When did Ed trust you to make releases?
In 2007-2008 we started a totals service that was going to focus specifically on totals where we thought we had a substantial edge. The service previously had released totals and sides, but this was going to be a more extreme focus on totals for this service. Richmond, my alma mater, was coming into the season with a focus on playing fast and scoring in transition. I was super excited to play a lower total over with so much tempo upside. I pushed the play through excitedly and we released Maine/Richmond Over 127. And it went terribly:
After we lost the first-ever totals service release by 41 points, Ed told me it was a good thing I hadn’t quit my full-time job for this. At the time I was still working as a systems development analyst and spending every other waking minute on RAS work. It seems harsh in retrospect but I totally agreed. If I am going to lose early November totals by 40 points, maybe relying on betting full time wasn’t for me. In any case, I went through the post-game Richmond coach quotes to see where we went wrong and prepare for the next game. In his presser, the coach reinforced that the style of play they brought to the game wasn’t what they wanted moving forward. We stuck with the idea that Richmond’s totals were undervalued to the over and pushed through the next Richmond over against an opponent that was more willing to run with them. We got better efficiency the next day and won the bet:
That gave me a little bit more rope with Ed moving forward.
How do you handle losing? Do you find you can handle prolonged downturns better now than maybe you did earlier in your career?
Losing ruined my days in the mid 2000s. There was so much more at stake. Was I going to make it in this industry? Was I going to climb the ladder at RAS? Your day being good or bad being based on whether an 18-year-old makes a shot or hoping a team stops fouling down 10 late is tough. Family has given me some perspective. I have a 10-year-old and a 5-year-old. We have become successful enough that the day-to-day isn’t going to affect if we eat, if we vacation, or if I get to keep working in the industry. You need to stay hungry to find winners but there is also something liberating about knowing every pick isn’t life or death. Even if it wasn’t there were times it felt like that. We have the freedom at this point to just make the right decision with every pick or bet with a clear mind.
What is the benefit of working in a group? Why not just bet solo? Wouldn't that be easier?

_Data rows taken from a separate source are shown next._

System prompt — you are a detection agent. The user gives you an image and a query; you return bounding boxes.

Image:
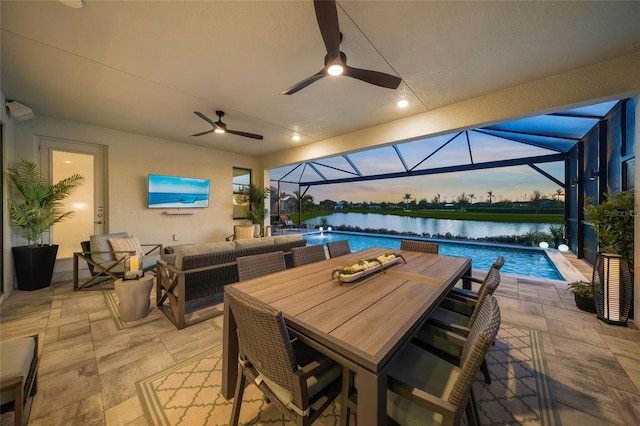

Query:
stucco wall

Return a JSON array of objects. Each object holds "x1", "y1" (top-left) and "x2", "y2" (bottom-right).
[{"x1": 9, "y1": 116, "x2": 260, "y2": 281}]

As a single bettor you can’t be up 24 hours. If you spread out coverage you can have someone on duty at almost all times to make sure you have things covered if news breaks. It’s also great to have different perspectives on games. Everyone at RAS has different strengths and when you combine them you get an unprecedented product that isn’t available anywhere else. We have pro bettors all with 10-plus years of experience and have seen almost everything. And we also have new employees who are hungry and pushing us forward as a group. The benefits of working alone are you can often bet earlier because you don’t need as large of a bet to satisfy one person compared to an entire team. There are times you wish you were by yourself when you want to lock in a bet as the market moves. It’s fun to work in a group though. The team I work with at RAS are the main people I interact with on a daily basis and I call them friends. When we aren’t losing 4.2 units at the buzzer on NFL Preseason it’s fun trying to help keep the RAS ship moving forward.
Can you explain why winning on a service is so difficult? What makes it different from just winning as a bettor?
Winning as a bettor is night and day easier compared to winning as a service. As a bettor you can be much more agile, making a bet within seconds as information comes in or the market moves. A bettor can bet openers if you are positive the line will move anyway. You can grab stale/slow numbers as a bettor whereas we grade against a widely available price on the service. The service usually has a warning which adds difficulty to the process.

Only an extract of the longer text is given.